可是,還不等他說完,百里經緯已是甩手狠狠一巴掌抽在了他的臉上,怒斥道:「該死的奴才,究竟你是丞相,還是我是丞相?哼,這個時候,沒有什麼東西或事情,會比沖天劍更重要,那可是老祖宗要的東西。若是就這麼丟了,本相吃罪不起,你們也別想好活。還愣著幹什麼,快開結界!」
身子忍不住一顫,那人趕忙急急點點腦袋,便與眾人齊齊一結印訣,對向了那結界之處。
嗡!
剎那間,一道空間震動響起,那將雙方人馬困在這一偏隅之地的結界,登時緩緩消散在眾人眼前,外面清新冰冷的晚風,再次吹拂在這裡每一個人面上。
尤其是上官家一眾高手,登時覺得如獲新生般,每一口空氣都呼吸得如此愜意與珍貴!沒有經歷過生死,他們真的沒有意識到,能活下來,是如此美好的一件事!
「斬龍劍王,別打了,跟本相去水閣保護沖天劍!」
可是,上官家的人身上頓時輕鬆,百里經緯他們卻是登時如熱鍋上的螞蟻般,急了起來。尤其是百里經緯,丞相之尊,運籌帷幄,這次還是平生頭一次如此失態,急切地大吼出聲。
然後,便不顧眾人,率先向水閣急衝而去,其餘人也是趕忙護衛在側,保護他的安全。
霎時間,所有王府護衛齊刷刷離開,完全不在與上官家的人糾纏,似乎根本不再關注他們了似的。

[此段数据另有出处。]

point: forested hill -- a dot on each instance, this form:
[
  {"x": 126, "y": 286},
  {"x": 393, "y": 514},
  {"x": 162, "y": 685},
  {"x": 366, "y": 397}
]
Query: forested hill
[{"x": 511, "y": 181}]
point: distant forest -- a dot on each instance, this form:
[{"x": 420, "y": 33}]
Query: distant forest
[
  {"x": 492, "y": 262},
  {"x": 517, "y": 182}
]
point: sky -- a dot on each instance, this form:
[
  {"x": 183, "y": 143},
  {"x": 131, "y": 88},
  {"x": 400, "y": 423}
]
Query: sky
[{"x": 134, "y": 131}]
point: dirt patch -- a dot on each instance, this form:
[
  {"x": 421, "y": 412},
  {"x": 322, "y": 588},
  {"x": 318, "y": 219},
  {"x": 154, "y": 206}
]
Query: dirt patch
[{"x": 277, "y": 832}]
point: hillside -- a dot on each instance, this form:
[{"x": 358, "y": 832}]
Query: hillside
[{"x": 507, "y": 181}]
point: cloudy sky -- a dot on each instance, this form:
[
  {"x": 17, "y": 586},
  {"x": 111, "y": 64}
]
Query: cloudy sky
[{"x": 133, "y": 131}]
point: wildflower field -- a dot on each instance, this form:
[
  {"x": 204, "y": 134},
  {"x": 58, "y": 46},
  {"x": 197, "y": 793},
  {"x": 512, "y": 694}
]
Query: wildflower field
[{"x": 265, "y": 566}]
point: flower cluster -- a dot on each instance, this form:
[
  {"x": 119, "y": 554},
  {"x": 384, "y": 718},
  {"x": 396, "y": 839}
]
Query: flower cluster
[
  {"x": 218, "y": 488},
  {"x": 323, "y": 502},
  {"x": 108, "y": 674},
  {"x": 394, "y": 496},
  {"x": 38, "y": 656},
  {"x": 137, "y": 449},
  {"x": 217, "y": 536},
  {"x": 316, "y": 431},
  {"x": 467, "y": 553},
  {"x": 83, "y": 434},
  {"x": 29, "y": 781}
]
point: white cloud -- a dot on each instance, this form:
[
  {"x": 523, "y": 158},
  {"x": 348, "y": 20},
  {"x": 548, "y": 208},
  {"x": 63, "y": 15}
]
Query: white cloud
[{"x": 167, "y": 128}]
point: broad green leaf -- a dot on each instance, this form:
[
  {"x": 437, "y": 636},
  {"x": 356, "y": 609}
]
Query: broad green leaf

丹青生也是腳下輕踏,登時離開了戰圈,向三人擺了擺手道:「三位前輩,不打了,老夫要去那裡看看,你們自便吧!」
說著,便也向水閣方向飛去,同時心裡暗暗輕笑,那個小子……得手了嗎?呵呵,真不簡單啊,在兩大勢力的眼皮子底下,呵呵呵……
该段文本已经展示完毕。